The technical result of the invention is:

- the use of a relatively inexpensive component (soda ash) for converting iron to precipitate;

- reduction of nickel losses during the purification of a solution of nickel sulfate from iron;

- increase the degree of purification of a solution of Nickel sulfate;

- reduction of requirements for the source material for the quantitative content of iron.

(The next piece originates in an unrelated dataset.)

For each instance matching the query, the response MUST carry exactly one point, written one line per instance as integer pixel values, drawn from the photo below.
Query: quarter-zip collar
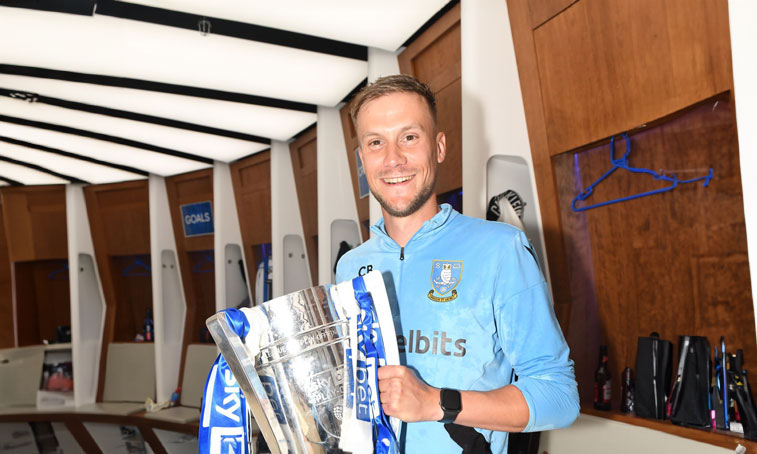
(445, 214)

References taken into account:

1. Patent No. 2178931, Cl. 7 H01M 4/26, H01M 4/52, 2000

2. Nickel recovery from spent alkaline batteries, Report NI-724, USSR Ministry of Color, Gipronickel Research Institute, Leningrad, 1966

Claims (1)

A method of purifying a solution of nickel sulfate from iron with a solution of soda ash, characterized in that the precipitation of iron is carried out in two stages, at pH values of the solution in the first precipitation stage 3.0-3.3 and in the second precipitation stage 6.3-6.8, wherein the precipitate of ferruginous cake obtained in the first stage of purification is removed from the process, and the precipitate of ferruginous cake obtained in the second stage of purification is returned to the process to the initial stage and again transferred to the solution.